At the 2022 WWD Beauty CEO Summit, Jasmina Aganovic, chief executive officer and founder of Arcaea, sat down with John Melo, CEO of Amyris and Suveen Sahib, CEO and cofounder of K18, to discuss biotech’s growing impact on beauty.
“As it was predicated on making money, ingredients were about extractions, from plants or animals, in some cases. What we used to do is take those materials, put them in a factory, put the temperature, pressure and heat to get all of those things we use,” Aganovic said. “With biology, we can grow these ingredients in a way that is not extractive. We scale them up through fermentation, which has a series of benefits. It’s more sustainable, it’s precise, and it creates a lot of opportunity.”
Although biotech’s applications have most moved the needle in sustainability, Aganovic’s goal is to look beyond that cause to find other solutions.
“There’s been a lot of conversation about biotech as it relates to solving some of our challenging sustainability issues. One of the things that Arcaea looks at is that many of the other biology-centric technologies that have also emerged adjacent to biotech have started to move beyond just sustainability,” Aganovic said.
At Amyris, the company is “driven by a single purpose, which is making sustainability mainstream,” Melo said. “Beauty is one of the most impactful ways to make sustainability mainstream, because there are amazing storytellers, amazing creators, that can connect those stories to the consumer in a way that really helps change the game. It’s a powerful way to invest. What we do as a business is really deliver the infrastructure to enable the industry to execute.”

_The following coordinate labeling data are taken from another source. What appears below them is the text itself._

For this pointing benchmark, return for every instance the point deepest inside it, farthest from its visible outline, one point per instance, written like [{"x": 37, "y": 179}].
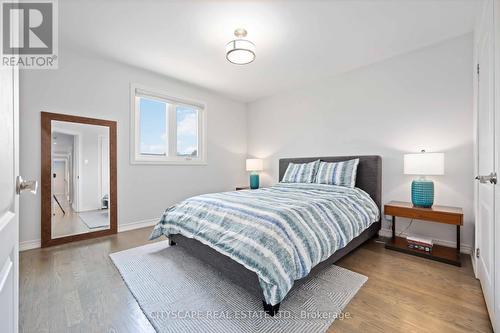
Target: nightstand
[
  {"x": 239, "y": 188},
  {"x": 438, "y": 214}
]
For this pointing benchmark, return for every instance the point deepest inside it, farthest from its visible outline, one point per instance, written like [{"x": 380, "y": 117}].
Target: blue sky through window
[
  {"x": 187, "y": 131},
  {"x": 153, "y": 123}
]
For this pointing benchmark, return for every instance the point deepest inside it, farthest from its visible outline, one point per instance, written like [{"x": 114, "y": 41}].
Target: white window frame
[{"x": 137, "y": 90}]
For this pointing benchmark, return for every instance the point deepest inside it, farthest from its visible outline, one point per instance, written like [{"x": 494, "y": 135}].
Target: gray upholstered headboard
[{"x": 368, "y": 178}]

Amyris derives squalane from sugarcane, which has historically been harvested from shark livers. “We’ve been disrupting everything from flavors, fragrances, vitamins, skin care and now, hair care,” Melo said. “It’s finding a way to make it clean and sustainable — using the power of biology and fermentation.”
The ingredients are not without controversy, however. Genetically modified components have proven polarizing, but Aganovic noted that those processes were only developed to find cruelty-free ways to manufacture ingredients.

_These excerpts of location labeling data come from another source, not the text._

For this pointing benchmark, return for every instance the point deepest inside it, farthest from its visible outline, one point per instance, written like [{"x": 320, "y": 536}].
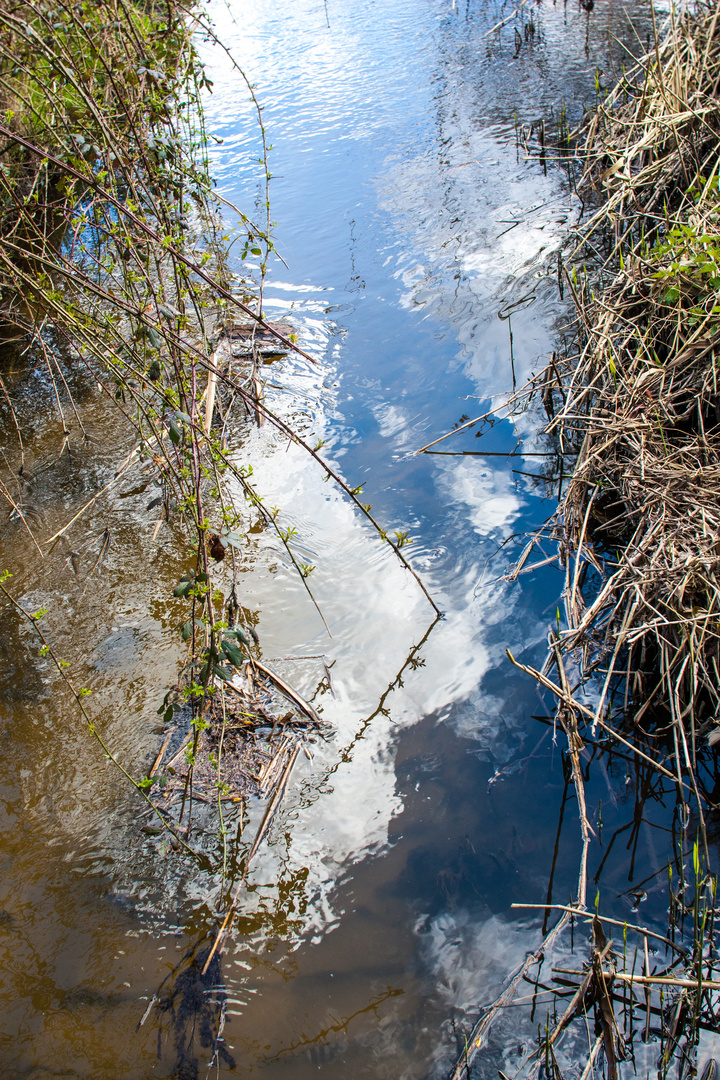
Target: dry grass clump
[
  {"x": 639, "y": 521},
  {"x": 637, "y": 665}
]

“GMO was not really something that was viewed in a negative context at all in the industry, and has actually been a really common way that ingredients and materials were made across many industries,” she said. “Hyaluronic acid is made through a genetically modified yeast. While GM might sound controversial and scary, I want to use hyaluronic acid as a fantastic example of what is possible when we use technology in a powerful way,” she said.
Biotech has also allowed K18 to build its entire business around a single stock keeping unit. The brand’s proprietary peptide repairs damage at the molecular level. “When you bleach your hair, you have this entire structure that cannot just be patched together. That’s where K18’s peptides come in to strengthen the hair,” Sahib said. “It connects the cracks in the hair at the molecular level with keratin-associated proteins, and brings back the original structure of the hair.”